6. Configure turbo.json.
7. Update CI/CD pipelines.

103. Incremental Adoption

Turbo can be added to an existing monorepo without changing anything:

# 1. Install
pnpm add -D turbo -w

# 2. Add minimal turbo.json
echo '{ "tasks": { "build": { "outputs": ["dist/**"] } } }' > turbo.json

# 3. Replace `pnpm -r run build` with `turbo run build`
# That's it! Immediate caching + parallelism benefits.

104. Turbo v1 → v2 Migration

npx @turbo/codemod migrate

Key changes:

• pipeline → tasks
• Automatic environment variable detection improved
• New TUI ("ui": "tui")
• Daemon on by default
• turbo watch command
• Improved filtering
• Workspace turbo.json requires "extends": ["//"]

---

Part XVI — Governance & Best Practices

105. Naming Conventions

Item	Convention	Example
Workspace names	Scoped, lowercase, kebab-case	@myorg/ui-components
App directories	Short, descriptive	apps/web, apps/api
Package directories	Feature-based	packages/auth, packages/ui
Config packages	Suffixed with -config	@myorg/eslint-config
Scripts	Consistent across workspaces	build, test, lint, dev

106. Ownership & CODEOWNERS

# .github/CODEOWNERS
/apps/web/              @frontend-team
/apps/api/              @backend-team
/packages/ui/           @design-system-team
/packages/database/     @backend-team
/turbo.json             @platform-team
/.github/               @platform-team

107. Monorepo Boundary Enforcement

Tools to enforce architectural boundaries:

• eslint-plugin-import — restrict imports between packages.
• Sherif — monorepo-specific linting (dependency consistency, etc.).
• depcheck — find unused dependencies.
• syncpack — enforce consistent dependency versions.
• publint — validate package.json for publishing.

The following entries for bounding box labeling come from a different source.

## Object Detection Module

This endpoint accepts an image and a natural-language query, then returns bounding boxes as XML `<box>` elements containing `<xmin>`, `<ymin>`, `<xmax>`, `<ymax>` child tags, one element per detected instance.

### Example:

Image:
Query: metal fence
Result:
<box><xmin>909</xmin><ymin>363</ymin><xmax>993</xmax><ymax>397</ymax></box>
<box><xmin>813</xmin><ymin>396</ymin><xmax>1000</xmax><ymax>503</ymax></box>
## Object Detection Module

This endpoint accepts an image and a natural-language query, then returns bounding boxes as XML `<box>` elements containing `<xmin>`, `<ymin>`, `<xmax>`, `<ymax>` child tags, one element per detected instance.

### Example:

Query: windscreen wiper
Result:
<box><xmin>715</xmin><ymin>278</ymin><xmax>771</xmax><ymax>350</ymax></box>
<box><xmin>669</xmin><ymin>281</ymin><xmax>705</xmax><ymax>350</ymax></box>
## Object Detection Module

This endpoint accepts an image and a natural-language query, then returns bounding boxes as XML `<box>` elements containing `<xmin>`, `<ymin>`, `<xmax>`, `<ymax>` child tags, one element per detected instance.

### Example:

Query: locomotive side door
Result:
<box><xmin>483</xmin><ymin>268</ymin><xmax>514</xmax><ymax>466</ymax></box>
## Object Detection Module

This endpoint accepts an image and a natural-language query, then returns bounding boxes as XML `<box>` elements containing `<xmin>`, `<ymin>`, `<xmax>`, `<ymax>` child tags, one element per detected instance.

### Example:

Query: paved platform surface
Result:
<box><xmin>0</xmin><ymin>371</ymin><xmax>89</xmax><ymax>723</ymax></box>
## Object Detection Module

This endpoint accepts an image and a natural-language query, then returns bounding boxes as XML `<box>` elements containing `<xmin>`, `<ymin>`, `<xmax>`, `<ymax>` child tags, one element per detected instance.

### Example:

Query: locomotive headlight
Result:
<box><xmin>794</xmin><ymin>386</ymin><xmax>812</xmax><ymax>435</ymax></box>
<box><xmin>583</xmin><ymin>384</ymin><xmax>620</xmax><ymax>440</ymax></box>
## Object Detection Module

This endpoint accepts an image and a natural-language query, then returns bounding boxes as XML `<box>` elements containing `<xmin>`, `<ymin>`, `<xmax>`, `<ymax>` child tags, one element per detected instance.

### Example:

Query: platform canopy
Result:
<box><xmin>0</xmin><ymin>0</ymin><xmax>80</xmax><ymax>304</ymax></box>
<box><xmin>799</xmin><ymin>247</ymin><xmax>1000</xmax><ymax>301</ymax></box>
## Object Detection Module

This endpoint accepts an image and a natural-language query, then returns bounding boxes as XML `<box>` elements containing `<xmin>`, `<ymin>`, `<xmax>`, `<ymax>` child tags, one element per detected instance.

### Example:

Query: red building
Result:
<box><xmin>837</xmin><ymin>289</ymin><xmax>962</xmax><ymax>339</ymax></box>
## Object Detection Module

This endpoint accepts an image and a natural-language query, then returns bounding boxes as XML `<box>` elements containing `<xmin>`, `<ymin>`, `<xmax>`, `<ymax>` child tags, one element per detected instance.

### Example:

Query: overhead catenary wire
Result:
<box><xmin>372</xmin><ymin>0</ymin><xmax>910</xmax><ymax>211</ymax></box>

Custom ESLint rule example:

// Don't allow apps to import from other apps
"import/no-restricted-paths": [{
  zones: [{
    target: "./apps/web",
    from: "./apps/api"
  }]
}]

108. Documentation Strategies

docs/
├── architecture.md          # Monorepo architecture overview
├── adding-a-package.md      # How to create new packages
├── dependency-policy.md     # Rules about dependencies
└── ci-cd.md                 # CI/CD pipeline documentation

packages/ui/
└── README.md                # Package-specific docs

Additionally, use turbo gen to codify patterns — new package creation becomes a guided, automated process.

109. When NOT to Use a Monorepo / Turborepo

❌ Don't use a monorepo when:

• Teams have completely separate tech stacks with no shared code.
• Strict repository-level access control is required (per-project permissions).
• The projects are maintained by entirely different organizations.
• Git performance is critical and the repo would exceed millions of files.

❌ Don't use Turborepo specifically when:

• You need distributed task execution across multiple machines (use Nx or Bazel).
• You need deep polyglot support (Go, Rust, Java alongside JS — use Bazel).
• You need fine-grained project graph plugins (use Nx).
• Your monorepo is < 2 packages with no shared code (overkill).

---

Quick Reference Cheat Sheet

# Setup
npx create-turbo@latest                    # Create new monorepo
pnpm add -D turbo -w                       # Add to existing

# Running
turbo run build                            # Build everything
turbo run build test lint                   # Multiple tasks
turbo run build --filter=web               # Single workspace
turbo run build --filter=web...            # Workspace + deps
turbo run build --filter=...[main...HEAD]  # Changed since main

# Cache
turbo run build --force                    # Skip cache
turbo run build --dry-run                  # Preview without running
turbo run build --summarize                # Generate run summary

# Remote cache
turbo login && turbo link                  # Enable remote caching

# Docker
turbo prune @myorg/web --docker            # Pruned output for Docker

# Debugging
turbo run build --graph                    # Visualize task graph
turbo run build --dry-run=json             # Inspect hashes
turbo run build --verbosity=2              # Verbose output

# Maintenance
turbo daemon status                        # Check daemon
npx @turbo/codemod migrate                # Migrate to latest

---

This guide covers Turborepo comprehensively from first principles through advanced production patterns. Each section builds on the previous, creating a complete mental model for building, scaling, and maintaining a Turborepo-based monorepo.